But the performance of inference is in many ways more important than the performance of training, because inference is what users interact with directly.
I’m confused: I thought the original question was about doing a search for nearest neighbours. You don’t need to store the results of each comparison, just track the closest found so far?
This post is amusing to me because after solving the problem in ~2 seconds the author boils the ocean to get that down further, then finally ends with questioning what the problem statement even is?
Classic software engineer pitfall. First gather the requirements!
Second, if their initial interpretation was correct, and it's a one-shot operation, then the initial solution solves it. Done! Why go any further?
I get that it's fun to muse over solutions to these types of problems but the absurdity of it all made me laugh. Jeff's answer was the best, because it describes a solution which makes the assumptions crystal clear while outlining a straightforward implementation. If you wanted something else, it's obvious you need to clarify.
They don't actually solve the problem in 2 seconds - at that point, they are running on a sample of only 3,000 vectors! Then they get it down further, but still find it will take a loooooong time to get through all 3B:
"With these small improvements, we’ve already sped up inference to ~13 seconds for 3 million vectors, which means for 3 billion, it would take 1000x longer, or ~3216 minutes." ...which is about two days.
Vicky’s writeup is interesting, but to me the most interesting thing is Jeff Dean’s advice that sometimes doing a linear scan is the fastest approach (over any kind of indexing). This is basic advice, but modern developers might be pre-disposed to use index-based tools or data stores because the tech is now so good and ubiquitous.
Modern developers are predisposed to reach for off the shelf solutions, full stop.
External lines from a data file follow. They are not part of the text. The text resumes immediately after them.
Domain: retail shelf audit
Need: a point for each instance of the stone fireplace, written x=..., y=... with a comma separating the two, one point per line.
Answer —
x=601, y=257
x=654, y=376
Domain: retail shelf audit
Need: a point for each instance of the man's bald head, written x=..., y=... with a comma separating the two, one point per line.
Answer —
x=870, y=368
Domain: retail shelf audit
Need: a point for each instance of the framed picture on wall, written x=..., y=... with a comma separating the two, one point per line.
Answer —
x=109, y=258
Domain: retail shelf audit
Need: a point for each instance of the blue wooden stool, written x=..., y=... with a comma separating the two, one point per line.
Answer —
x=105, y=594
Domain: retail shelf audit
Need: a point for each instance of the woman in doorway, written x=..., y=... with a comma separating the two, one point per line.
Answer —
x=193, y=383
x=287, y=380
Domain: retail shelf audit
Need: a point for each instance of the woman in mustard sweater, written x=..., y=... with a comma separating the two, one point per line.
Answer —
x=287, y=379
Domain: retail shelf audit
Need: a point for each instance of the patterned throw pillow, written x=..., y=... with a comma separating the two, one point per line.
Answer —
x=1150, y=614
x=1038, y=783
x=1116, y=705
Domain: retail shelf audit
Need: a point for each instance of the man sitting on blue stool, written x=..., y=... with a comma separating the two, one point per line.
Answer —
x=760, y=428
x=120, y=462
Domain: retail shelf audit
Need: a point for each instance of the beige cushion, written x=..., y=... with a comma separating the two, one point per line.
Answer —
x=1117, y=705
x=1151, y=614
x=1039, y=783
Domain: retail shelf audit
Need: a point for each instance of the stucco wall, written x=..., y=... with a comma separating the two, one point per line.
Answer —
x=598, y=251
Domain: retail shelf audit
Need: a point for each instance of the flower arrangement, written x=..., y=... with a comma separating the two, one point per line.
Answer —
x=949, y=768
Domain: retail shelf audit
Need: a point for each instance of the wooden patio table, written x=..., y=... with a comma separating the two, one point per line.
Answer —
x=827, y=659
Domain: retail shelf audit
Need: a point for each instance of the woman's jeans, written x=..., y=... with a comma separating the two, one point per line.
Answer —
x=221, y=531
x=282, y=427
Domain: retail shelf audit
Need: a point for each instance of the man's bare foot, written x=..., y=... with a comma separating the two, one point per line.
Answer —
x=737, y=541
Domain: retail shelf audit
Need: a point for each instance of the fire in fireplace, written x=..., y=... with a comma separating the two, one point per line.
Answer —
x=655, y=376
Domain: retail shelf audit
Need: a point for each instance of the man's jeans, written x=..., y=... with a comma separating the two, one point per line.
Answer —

They're afraid of, or perhaps allergic to, just reading and writing files.
If you can learn to get past this you can unlock a whole universe of problem solving.
Or just use a vector store like LanceDB or Turbopuffer and be done with it.
Using something like duckdb could help in scenarios like this one?
There is no reason to do it on a CPU instead of a GPU. Anyway, a vector database would be a better solution, although not without downsides.